The University of New Hampshire (UNH) and Elizabeth City State University (ECSU), in collaboration with regional two-year colleges propose to develop Watershed Watch (WW) as an exciting, inquiry-based experience that will make science more accessible, authentic, and socially-relevant to 1st- and 2nd-year undergraduates. WW will be designed to recruit entry-level undeclared four-year degree students, as well as encourage enrollment of two-year degree students from local community and technical colleges into STEM majors at UNH and ECSU. In particular, we will design WW to engage students in hands-on use of geospatial technologies (GST) in an integrated, multidisciplinary study of two very different watersheds: the Merrimack in NH and the Pasquotank in NC. The WW will incorporate: 1) the lessons learned from previous inquiry-based projects (Forest Watch, Project SMART, and Project Lake Watch) at UNH; 2) the expertise in working with entry-level undergraduates at the Center of Excellence in Remote Sensing and Research (CERSER - http://cerser.ecsu.edu/). at ECSU; 3) the research expertise in GST at both UNH and ECSU; 4) an exceptional faculty selected on the basis of their commitment to innovative teaching methods, integration of scientific disciplines, and an embracement of diversity; and 5) the expertise in curriculum development and assessment of the UNH Joan and James Leitzel Center for Mathematics, Science, and Engineering Education http://www/leitzelcenter.unh.edu). This partnership between UNH and ECSU, based on a unique combination of expertise, mentoring skills, and faculty research, will form the basis for development of an effective model to increase STEM majors for national dissemination in Years 4 and 5.

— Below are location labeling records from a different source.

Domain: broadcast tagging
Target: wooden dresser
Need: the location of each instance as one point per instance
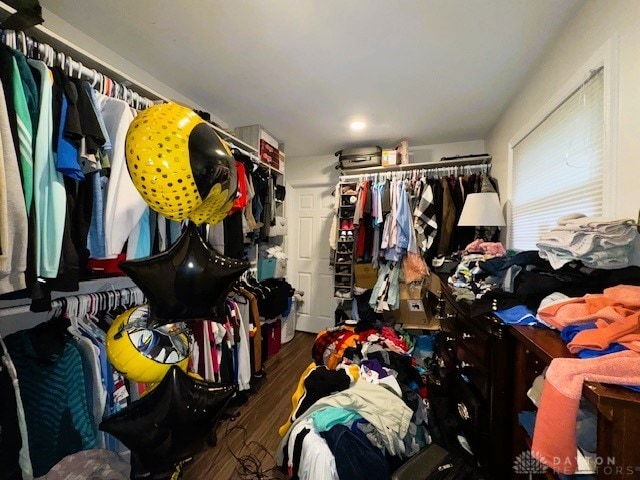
(618, 408)
(480, 350)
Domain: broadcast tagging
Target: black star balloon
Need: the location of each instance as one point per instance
(188, 281)
(172, 422)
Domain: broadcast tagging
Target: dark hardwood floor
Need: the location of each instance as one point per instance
(261, 417)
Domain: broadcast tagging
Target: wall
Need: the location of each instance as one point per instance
(98, 50)
(595, 23)
(321, 169)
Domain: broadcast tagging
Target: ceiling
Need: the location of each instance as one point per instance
(431, 71)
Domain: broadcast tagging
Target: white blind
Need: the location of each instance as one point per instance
(558, 166)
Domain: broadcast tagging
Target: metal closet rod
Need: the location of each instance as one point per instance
(116, 294)
(89, 62)
(461, 162)
(44, 35)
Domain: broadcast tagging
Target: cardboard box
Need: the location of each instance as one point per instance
(413, 311)
(366, 275)
(389, 157)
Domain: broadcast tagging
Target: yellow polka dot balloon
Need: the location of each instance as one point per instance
(180, 166)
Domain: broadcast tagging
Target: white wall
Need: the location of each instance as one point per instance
(321, 169)
(70, 33)
(595, 23)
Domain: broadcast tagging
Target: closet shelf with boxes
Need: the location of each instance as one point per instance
(73, 335)
(391, 220)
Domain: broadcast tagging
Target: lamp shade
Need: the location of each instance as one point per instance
(482, 210)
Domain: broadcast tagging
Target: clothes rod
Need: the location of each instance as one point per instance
(44, 35)
(90, 62)
(420, 166)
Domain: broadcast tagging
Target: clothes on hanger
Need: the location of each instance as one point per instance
(393, 215)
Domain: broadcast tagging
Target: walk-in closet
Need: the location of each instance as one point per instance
(303, 240)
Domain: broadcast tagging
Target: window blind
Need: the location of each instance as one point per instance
(558, 166)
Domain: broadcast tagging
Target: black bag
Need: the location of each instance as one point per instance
(280, 192)
(435, 463)
(359, 157)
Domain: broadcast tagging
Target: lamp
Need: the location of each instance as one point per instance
(482, 210)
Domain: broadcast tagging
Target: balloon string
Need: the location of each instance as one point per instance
(250, 466)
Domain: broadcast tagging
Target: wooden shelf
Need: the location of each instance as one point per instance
(547, 345)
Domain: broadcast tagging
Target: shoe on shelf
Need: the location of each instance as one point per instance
(343, 293)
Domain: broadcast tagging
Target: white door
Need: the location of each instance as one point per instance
(310, 213)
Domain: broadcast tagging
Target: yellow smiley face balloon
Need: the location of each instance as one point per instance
(180, 166)
(145, 354)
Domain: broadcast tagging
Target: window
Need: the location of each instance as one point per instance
(558, 166)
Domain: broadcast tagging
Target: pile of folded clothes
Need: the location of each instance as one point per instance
(595, 241)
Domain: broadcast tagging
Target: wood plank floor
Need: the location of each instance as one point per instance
(261, 417)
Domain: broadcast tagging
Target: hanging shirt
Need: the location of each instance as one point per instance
(13, 213)
(25, 135)
(241, 198)
(9, 376)
(49, 193)
(67, 157)
(124, 205)
(53, 386)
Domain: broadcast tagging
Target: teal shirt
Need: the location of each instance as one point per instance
(59, 421)
(25, 135)
(49, 194)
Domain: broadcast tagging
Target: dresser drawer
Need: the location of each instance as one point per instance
(471, 368)
(471, 338)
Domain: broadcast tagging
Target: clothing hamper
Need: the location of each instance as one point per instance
(435, 463)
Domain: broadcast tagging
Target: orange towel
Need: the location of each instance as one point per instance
(614, 304)
(554, 439)
(625, 331)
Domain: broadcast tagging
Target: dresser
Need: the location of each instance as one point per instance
(495, 365)
(479, 351)
(617, 408)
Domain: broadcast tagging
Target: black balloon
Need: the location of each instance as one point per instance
(210, 162)
(172, 422)
(188, 281)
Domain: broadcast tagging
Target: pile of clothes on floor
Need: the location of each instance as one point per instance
(358, 411)
(584, 282)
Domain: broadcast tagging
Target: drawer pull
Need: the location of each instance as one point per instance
(463, 411)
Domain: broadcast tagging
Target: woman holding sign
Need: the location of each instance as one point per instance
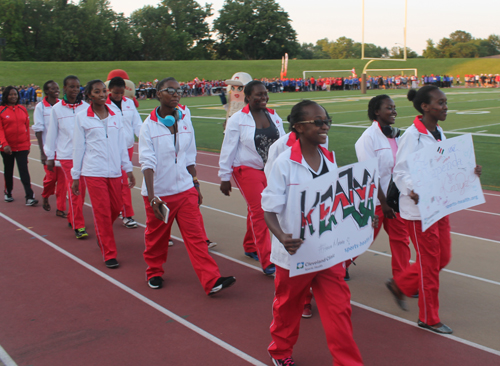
(306, 159)
(433, 246)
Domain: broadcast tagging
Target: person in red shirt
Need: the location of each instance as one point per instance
(15, 143)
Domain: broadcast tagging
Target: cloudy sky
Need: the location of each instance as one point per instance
(384, 19)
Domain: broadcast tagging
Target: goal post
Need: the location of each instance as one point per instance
(320, 73)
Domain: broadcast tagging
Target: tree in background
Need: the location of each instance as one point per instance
(254, 30)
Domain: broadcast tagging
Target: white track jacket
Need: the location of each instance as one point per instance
(288, 169)
(157, 152)
(99, 146)
(415, 138)
(374, 144)
(238, 147)
(131, 119)
(59, 137)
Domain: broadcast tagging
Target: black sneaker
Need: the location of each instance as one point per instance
(81, 233)
(112, 263)
(155, 282)
(283, 362)
(222, 283)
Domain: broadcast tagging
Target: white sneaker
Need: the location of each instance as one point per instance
(129, 222)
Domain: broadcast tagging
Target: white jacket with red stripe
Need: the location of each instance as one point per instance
(99, 148)
(157, 152)
(131, 119)
(238, 147)
(416, 137)
(59, 137)
(288, 169)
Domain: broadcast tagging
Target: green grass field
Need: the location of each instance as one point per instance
(348, 111)
(16, 73)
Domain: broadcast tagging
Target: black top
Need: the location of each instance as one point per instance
(265, 137)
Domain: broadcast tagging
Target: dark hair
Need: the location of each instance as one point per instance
(374, 105)
(249, 87)
(68, 78)
(116, 81)
(46, 85)
(160, 84)
(89, 86)
(5, 95)
(297, 113)
(421, 96)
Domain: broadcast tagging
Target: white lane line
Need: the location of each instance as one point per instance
(5, 358)
(142, 298)
(413, 324)
(444, 270)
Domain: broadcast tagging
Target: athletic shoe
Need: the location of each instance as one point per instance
(252, 255)
(31, 202)
(269, 270)
(129, 222)
(81, 233)
(307, 312)
(155, 282)
(283, 362)
(222, 283)
(112, 263)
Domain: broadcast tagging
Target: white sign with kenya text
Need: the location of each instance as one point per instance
(443, 177)
(335, 218)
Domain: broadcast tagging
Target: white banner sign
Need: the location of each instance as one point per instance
(336, 216)
(443, 176)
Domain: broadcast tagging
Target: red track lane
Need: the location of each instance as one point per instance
(57, 312)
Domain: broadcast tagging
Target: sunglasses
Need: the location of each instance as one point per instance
(319, 122)
(172, 91)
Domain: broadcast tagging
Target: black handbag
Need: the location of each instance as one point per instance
(392, 196)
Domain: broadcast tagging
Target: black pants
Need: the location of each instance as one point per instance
(22, 166)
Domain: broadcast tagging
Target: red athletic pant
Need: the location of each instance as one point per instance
(184, 208)
(251, 183)
(433, 249)
(333, 299)
(75, 211)
(399, 240)
(127, 210)
(54, 182)
(106, 199)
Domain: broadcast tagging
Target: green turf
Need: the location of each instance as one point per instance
(38, 72)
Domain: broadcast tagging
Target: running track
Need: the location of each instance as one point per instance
(62, 306)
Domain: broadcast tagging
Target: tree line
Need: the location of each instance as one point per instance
(60, 30)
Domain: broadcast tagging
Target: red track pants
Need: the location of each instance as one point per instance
(75, 211)
(185, 210)
(127, 210)
(105, 196)
(333, 299)
(251, 183)
(433, 249)
(55, 182)
(399, 240)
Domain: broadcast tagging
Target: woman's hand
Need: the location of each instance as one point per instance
(225, 187)
(75, 187)
(131, 180)
(291, 245)
(414, 197)
(478, 170)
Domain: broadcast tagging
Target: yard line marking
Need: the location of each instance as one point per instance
(5, 358)
(142, 298)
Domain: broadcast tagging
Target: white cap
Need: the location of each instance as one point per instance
(240, 79)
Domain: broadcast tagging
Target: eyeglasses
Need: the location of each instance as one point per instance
(172, 91)
(319, 122)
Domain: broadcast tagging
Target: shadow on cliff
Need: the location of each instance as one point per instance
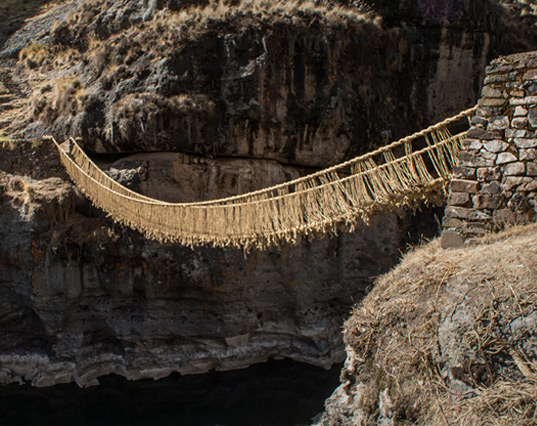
(511, 22)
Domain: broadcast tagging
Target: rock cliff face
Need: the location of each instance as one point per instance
(300, 83)
(242, 97)
(82, 297)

The overall goal of the Watershed Watch project is to increase STEM recruitment rates at UNH and ECSU, particularly among under-represented groups, by involving them at an early academic stage in exciting, hands-on authentic research focused on scientific problems of societal relevance. Undergraduates often are frustrated because their first two years are spent satisfying mostly general graduation requirements, and they only begin to take relevant coursework in their intended fields in their junior year (NSF, 1996a). Other students enter college as undeclared because they are not certain about their academic focus. We will recruit "rising" sophomores in an intensive, field-oriented and technology-rich Summer Research Institute between freshman and sophomore years, led and mentored by STEM faculty from both UNH and ECSU. Following the Summer Research Institute, student research teams will design and implement authentic watershed research, or educational outreach projects, conducted as part of a weekly WW academic year seminar. We will design effective faculty development workshops that will focus both on mentoring students, and on developing appropriate research and education/outreach projects. All of these approaches have been shown to be effective in attracting and retaining STEM majors (NSF, 1994, 1996b, 1998; NRC, 1996).

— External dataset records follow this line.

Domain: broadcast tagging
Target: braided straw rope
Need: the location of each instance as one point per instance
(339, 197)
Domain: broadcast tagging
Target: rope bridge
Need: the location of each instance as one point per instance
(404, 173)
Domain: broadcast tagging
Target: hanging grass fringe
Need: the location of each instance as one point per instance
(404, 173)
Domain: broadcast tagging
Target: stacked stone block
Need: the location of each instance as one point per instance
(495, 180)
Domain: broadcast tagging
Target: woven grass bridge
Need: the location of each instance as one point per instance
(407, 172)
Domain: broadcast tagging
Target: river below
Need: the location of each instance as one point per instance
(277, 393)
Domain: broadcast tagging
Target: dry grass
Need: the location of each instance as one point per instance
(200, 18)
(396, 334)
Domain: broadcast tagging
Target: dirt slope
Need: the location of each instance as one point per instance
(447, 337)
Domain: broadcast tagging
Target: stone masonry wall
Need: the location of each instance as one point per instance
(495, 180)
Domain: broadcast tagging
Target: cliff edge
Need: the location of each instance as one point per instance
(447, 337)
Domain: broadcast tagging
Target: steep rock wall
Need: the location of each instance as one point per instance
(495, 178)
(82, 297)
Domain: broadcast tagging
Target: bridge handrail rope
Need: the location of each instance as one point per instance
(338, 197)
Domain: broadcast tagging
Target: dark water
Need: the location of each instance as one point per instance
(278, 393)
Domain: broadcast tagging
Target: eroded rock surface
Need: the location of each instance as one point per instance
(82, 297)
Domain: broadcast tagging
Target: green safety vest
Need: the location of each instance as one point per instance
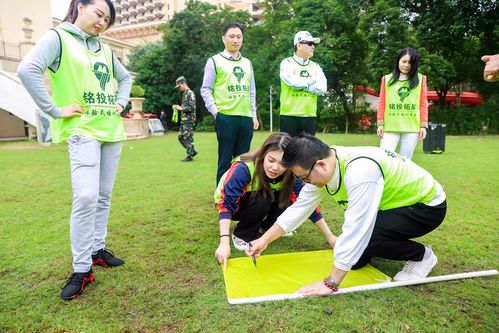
(85, 77)
(402, 106)
(299, 103)
(251, 167)
(406, 183)
(231, 90)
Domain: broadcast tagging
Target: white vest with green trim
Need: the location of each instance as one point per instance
(406, 183)
(251, 167)
(402, 112)
(85, 77)
(299, 103)
(231, 90)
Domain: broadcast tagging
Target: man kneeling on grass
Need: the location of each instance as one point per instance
(388, 200)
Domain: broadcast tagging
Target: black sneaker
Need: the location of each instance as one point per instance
(106, 258)
(75, 284)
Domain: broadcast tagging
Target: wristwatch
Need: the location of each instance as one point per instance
(329, 282)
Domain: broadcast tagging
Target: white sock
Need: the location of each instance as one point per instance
(427, 253)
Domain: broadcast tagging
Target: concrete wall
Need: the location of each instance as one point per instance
(12, 13)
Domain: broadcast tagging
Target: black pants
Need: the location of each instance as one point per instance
(394, 228)
(296, 125)
(255, 213)
(234, 134)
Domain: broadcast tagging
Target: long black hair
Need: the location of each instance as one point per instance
(413, 73)
(72, 13)
(277, 141)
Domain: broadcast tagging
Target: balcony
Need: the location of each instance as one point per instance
(158, 3)
(10, 51)
(159, 15)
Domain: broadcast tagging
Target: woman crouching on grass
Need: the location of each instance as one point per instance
(255, 191)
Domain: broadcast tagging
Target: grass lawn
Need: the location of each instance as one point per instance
(164, 225)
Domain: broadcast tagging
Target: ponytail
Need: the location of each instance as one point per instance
(72, 12)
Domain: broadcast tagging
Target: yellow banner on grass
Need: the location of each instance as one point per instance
(285, 273)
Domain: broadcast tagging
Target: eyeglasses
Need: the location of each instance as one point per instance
(306, 178)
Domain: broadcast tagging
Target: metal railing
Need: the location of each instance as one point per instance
(10, 51)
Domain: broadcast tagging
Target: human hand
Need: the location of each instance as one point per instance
(119, 108)
(331, 239)
(422, 133)
(491, 69)
(380, 131)
(255, 123)
(257, 247)
(71, 110)
(223, 253)
(315, 289)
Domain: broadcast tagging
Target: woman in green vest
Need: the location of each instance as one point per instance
(255, 191)
(403, 105)
(86, 113)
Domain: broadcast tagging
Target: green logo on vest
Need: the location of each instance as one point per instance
(101, 72)
(238, 73)
(403, 92)
(304, 73)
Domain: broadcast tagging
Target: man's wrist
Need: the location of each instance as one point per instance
(330, 283)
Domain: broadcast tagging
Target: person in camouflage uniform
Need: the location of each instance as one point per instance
(188, 118)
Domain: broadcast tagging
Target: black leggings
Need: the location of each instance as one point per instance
(394, 228)
(255, 213)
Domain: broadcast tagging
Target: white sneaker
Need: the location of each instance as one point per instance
(414, 270)
(239, 243)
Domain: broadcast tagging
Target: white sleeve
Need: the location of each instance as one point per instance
(301, 209)
(364, 184)
(292, 80)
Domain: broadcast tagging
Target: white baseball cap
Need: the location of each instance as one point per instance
(305, 36)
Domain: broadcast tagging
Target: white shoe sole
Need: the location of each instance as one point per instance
(433, 263)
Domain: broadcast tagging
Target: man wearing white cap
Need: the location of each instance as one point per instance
(301, 81)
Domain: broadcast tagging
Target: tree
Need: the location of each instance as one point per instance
(189, 39)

We will build on our experience in three successful hands-on, inquiry-based research and outreach programs developed at UNH. Forest Watch, a highly-successful K-12 environmental outreach program now in its 15th year, has trained teachers and their students to conduct authentic research across the New England region. Project Lake Watch has developed similar methods involving undergraduate students in an on-going assessment of water quality in New Hampshire. Project SMART (Science and Mathematics Achievement through Research Training - http://www.smart.unh.edu/), offered every summer since 1991, is a month-long residential program for high school students. The two-week long WW Summer Research Institute will build upon the lessons learned in Project SMART and Project Lake Watch. WW activities will utilize GST tools [Geographic Information Systems (GIS), Global Positioning System (GPS), and satellite remote sensing], as well as field and laboratory measurements of terrestrial and aquatic components of the two watersheds, based on activities piloted in these programs. WW students will conduct land cover mapping, learn dominant forest species, and assess microbiology, water quality and local/regional geology (see section 4 for detailed descriptions). The history, social relevancy, and past, present, and future human impacts of these watersheds will be integrated into the science.

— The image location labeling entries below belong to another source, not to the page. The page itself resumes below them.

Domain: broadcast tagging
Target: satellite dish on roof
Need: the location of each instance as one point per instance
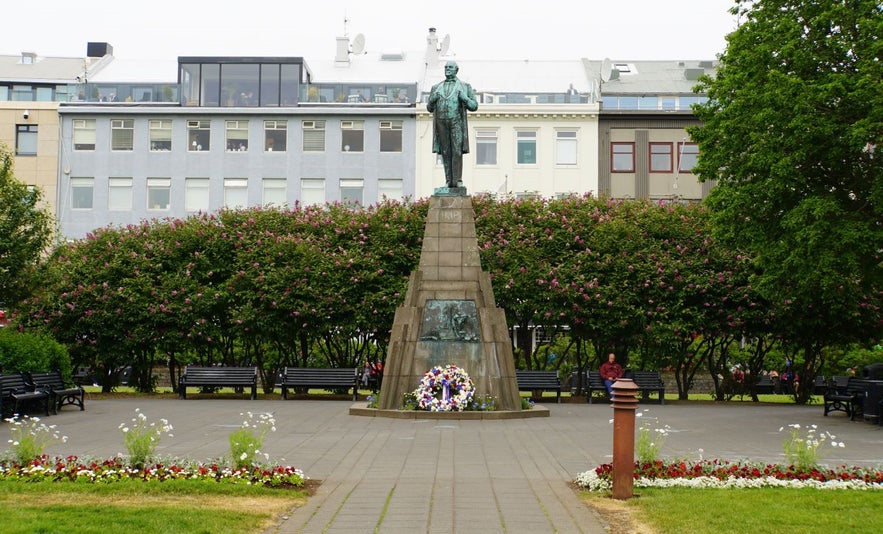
(446, 44)
(358, 45)
(606, 67)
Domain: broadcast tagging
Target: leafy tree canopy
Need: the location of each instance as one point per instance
(25, 232)
(790, 133)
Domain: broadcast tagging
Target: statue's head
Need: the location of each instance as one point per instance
(451, 69)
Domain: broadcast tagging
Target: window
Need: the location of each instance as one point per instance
(275, 136)
(26, 140)
(390, 188)
(312, 191)
(565, 148)
(314, 136)
(648, 102)
(622, 156)
(526, 147)
(160, 135)
(688, 154)
(235, 193)
(274, 192)
(390, 136)
(485, 147)
(158, 193)
(351, 190)
(84, 134)
(237, 136)
(661, 157)
(119, 194)
(352, 136)
(23, 93)
(196, 194)
(81, 193)
(122, 134)
(199, 135)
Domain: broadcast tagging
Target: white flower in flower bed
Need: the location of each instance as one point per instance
(444, 389)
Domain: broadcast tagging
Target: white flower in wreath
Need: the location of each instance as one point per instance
(444, 389)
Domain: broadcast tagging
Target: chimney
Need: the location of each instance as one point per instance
(98, 50)
(432, 48)
(343, 51)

The use of GST is a uniquely valuable tool for integrating scientific disciplines and societal impacts, facilitating WW student comparisons of both watersheds and the impacts of climate and human factors as they change over time. The watersheds will become a conceptual framework on which participating WW students will build a detailed understanding of a wide range of scientific and mathematical concepts. Integrating the science with the human dimension of past and present land use, patterns of urbanization, and air and water quality, will allow WW students to see "the big picture" provided via GST tools. In the process, the students will develop a genuine connection with their subject. Science and mathematics will be presented as tools that enhance understanding rather than stumbling blocks that impede understanding.